Par Khaled Remouche
Des dizaines de milliards de dollars ont été injectées dans le secteur de l’hydraulique depuis 2000. Une bonne partie s’est volatilisée dans les surfacturations et les commissions dans les marchés ainsi que dans les réévaluations nées des glissements fréquents dans le planning des travaux. La situation actuelle en matière de disponibilité des ressources en eau est très critique. Si, dans deux mois, le niveau des barrages reste à un niveau modeste comme actuellement, un taux de remplissage à 44%, il sera procédé au rationnement de l’eau, avertissent plusieurs responsables du secteur. Dans ce scénario, la cote d’alerte étant atteinte, une bonne partie de la population devra s’armer de patience ou, pour ironiser, de jerrycans, pour parer aux coupures d’eau qui se généraliseront au cours de l’été prochain, au moment où les besoins des ménages seront à leur summum. Encore une fois, si ce scénario se produit, il manifestera un effet d’une gouvernance problématique du secteur depuis le début des années 2000. Il convient de rappeler que l’Algérie a dépensé entre 2005 et 2014 pas moins 60 milliards de dollars sans toutefois parvenir à assurer un approvisionnement continu de l’ensemble de la population, ce qu’on appelle le H 24, et à faire disparaître l’image des jerrycans dans les foyers.
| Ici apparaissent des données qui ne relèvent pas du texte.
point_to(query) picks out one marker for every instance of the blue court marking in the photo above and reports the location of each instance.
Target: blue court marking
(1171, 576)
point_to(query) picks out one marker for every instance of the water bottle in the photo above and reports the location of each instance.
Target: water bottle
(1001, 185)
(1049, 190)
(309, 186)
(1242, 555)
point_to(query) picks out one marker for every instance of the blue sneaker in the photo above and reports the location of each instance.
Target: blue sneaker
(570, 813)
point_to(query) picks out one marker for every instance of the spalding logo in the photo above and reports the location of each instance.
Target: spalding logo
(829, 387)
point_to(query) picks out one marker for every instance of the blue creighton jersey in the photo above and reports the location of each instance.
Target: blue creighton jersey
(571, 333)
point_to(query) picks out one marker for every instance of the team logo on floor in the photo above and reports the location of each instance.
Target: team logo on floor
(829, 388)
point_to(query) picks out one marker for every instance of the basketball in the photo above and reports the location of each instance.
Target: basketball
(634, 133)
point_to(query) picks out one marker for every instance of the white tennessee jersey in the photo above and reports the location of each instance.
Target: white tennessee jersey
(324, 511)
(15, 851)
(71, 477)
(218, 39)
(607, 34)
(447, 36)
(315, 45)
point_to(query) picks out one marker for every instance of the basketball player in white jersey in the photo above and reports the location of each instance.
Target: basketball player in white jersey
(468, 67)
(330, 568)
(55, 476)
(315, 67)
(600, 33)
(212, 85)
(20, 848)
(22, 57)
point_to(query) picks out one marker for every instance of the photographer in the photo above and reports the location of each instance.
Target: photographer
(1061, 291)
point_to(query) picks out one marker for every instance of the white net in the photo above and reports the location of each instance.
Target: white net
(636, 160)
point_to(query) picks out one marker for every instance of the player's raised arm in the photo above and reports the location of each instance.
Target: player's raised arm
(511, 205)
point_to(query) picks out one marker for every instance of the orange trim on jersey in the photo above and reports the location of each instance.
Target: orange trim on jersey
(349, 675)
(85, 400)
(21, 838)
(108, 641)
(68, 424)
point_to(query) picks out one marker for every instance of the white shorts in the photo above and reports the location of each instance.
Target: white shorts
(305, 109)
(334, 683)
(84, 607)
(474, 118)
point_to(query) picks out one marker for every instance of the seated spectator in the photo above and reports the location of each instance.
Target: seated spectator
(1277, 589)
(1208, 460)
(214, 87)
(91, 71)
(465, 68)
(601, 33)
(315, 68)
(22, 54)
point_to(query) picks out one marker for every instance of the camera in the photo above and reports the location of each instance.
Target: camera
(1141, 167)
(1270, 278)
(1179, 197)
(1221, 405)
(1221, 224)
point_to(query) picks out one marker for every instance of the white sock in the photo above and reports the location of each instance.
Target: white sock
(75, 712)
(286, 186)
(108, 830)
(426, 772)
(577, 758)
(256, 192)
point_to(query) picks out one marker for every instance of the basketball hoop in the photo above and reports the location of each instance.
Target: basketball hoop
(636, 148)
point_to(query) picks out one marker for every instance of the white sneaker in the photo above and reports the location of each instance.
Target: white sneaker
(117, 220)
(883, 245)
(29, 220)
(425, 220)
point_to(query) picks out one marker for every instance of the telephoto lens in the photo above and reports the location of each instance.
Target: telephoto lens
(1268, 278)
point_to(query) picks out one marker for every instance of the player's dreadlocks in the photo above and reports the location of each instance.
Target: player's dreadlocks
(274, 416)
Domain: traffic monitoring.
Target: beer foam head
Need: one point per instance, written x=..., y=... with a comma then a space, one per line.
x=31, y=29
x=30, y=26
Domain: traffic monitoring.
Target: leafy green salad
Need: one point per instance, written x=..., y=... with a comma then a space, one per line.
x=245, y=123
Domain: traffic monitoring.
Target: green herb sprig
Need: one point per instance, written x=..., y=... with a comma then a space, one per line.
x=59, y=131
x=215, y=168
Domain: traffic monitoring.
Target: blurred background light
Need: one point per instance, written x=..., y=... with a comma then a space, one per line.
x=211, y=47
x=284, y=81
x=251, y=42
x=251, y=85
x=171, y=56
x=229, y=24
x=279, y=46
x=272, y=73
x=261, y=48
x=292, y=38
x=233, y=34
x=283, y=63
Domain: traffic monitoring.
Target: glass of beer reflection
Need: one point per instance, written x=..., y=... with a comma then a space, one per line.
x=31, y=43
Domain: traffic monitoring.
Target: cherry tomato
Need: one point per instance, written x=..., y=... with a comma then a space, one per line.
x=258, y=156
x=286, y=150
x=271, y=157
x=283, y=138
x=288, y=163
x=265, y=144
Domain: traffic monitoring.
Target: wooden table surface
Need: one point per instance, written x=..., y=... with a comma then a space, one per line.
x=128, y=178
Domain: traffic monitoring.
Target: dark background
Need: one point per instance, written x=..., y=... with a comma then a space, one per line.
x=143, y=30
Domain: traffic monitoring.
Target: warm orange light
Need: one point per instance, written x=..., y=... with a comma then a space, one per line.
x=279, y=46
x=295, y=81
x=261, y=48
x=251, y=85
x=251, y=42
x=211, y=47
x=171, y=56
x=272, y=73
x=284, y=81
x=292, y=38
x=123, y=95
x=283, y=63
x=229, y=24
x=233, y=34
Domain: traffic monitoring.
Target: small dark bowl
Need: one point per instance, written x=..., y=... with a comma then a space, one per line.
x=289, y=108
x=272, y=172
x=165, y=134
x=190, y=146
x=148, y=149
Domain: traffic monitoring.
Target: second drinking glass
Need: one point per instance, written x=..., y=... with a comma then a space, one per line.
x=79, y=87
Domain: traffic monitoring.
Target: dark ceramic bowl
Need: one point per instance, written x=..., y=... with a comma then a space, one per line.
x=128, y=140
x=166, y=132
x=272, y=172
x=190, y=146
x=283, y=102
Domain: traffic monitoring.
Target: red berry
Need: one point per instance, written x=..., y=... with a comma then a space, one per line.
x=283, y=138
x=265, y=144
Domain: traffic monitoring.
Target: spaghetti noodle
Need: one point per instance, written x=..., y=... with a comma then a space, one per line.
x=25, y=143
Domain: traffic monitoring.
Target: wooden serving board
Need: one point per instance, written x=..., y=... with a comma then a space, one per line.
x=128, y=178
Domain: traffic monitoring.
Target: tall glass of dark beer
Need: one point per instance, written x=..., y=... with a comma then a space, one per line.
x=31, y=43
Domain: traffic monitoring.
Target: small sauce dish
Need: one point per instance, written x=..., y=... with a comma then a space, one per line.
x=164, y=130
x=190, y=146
Une bonne partie de cette manne s’est volatilisée dans les surfacturations, les commissions et les réévaluations en raison des glissements fréquents dans les plannings des travaux. Autre réalité, les investissements se sont concentrés dans la réalisation de barrages et de transferts d’eau et beaucoup moins dans la maintenance des infrastructures, la réhabilitation des réseaux de distribution et l’assainissement de l’eau.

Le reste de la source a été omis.